2 El Señor Jehová juró por su santidad: He aquí, vienen días sobre vosotros en que os llevará en anzuelos, y á vuestros descendientes en barquillos de pescador.

3 Y saldrán por los portillos la una en pos de la otra, y seréis echadas del palacio, dice Jehová.

4 Id á Beth-el, y prevaricad; en Gilgal aumentad la rebelión, y traed de mañana vuestros sacrificios, vuestros diezmos cada tres años;

5 Y ofreced sacrificio de alabanza con leudo, y pregonad, publicad voluntarias ofrendas; pues que así lo queréis, hijos de Israel, dice el Señor Jehová.

6 Yo también os dí limpieza de dientes en todas vuestras ciudades, y falta de pan en todos vuestros pueblos: mas no os tornasteis á mí, dice Jehová.

7 Y también yo os detuve la lluvia tres meses antes de la siega: é hice llover sobre una ciudad, y sobre otra ciudad no hice llover: sobre una parte llovió; la parte sobre la cual no llovió, secóse.

8 Y venían dos ó tres ciudades á una ciudad para beber agua, y no se hartaban: con todo no os tornásteis á mí, dice Jehová.

9 Os herí con viento solano y oruga; vuestros muchos huertos y vuestras viñas, y vuestros higuerales y vuestros olivares comió la langosta: pero nunca os tornasteis á mí, dice Jehová.

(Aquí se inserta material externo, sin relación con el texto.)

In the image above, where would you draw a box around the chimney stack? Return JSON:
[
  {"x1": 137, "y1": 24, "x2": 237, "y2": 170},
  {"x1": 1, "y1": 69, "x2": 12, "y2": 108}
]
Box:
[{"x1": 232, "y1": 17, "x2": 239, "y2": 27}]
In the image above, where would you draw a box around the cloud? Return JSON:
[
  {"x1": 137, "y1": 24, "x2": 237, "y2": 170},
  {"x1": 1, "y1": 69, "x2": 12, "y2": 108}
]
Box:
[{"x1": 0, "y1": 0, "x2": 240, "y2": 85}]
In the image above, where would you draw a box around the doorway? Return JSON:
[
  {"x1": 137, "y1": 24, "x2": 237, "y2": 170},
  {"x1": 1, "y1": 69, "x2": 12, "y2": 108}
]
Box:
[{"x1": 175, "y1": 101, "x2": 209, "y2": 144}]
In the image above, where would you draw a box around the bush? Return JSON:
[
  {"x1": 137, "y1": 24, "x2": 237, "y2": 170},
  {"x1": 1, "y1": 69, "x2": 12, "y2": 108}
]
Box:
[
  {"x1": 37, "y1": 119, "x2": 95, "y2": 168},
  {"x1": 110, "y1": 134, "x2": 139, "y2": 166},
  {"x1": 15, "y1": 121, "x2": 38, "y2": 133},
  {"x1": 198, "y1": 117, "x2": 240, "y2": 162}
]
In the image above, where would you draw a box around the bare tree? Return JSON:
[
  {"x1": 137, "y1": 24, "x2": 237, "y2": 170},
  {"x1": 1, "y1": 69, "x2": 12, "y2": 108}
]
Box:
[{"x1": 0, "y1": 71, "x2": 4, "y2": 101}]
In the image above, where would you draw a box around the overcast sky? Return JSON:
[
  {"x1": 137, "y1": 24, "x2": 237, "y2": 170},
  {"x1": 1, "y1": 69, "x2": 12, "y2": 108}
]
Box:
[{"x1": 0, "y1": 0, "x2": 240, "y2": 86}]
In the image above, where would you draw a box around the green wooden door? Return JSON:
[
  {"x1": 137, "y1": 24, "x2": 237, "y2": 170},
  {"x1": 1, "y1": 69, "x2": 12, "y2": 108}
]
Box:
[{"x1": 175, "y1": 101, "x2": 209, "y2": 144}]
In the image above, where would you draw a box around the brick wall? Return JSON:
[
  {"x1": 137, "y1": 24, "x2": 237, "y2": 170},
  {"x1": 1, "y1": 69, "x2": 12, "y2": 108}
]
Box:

10 Envié entre vosotros mortandad al modo que en Egipto: maté á cuchillo vuestros mancebos, con cautiverio de vuestros caballos; é hice subir el hedor de vuestros reales hasta vuestras narices: empero no os tornasteis á mí, dice Jehová.

11 Trastornéos, como cuando Dios trastornó á Sodoma y á Gomorra, y fuisteis como tizón escapado del fuego: mas no os tornasteis á mí, dice Jehová.

12 Por tanto, de esta manera haré á ti, oh Israel: y porque te he de hacer esto, aparéjate para venir al encuentro á tu Dios, oh Israel.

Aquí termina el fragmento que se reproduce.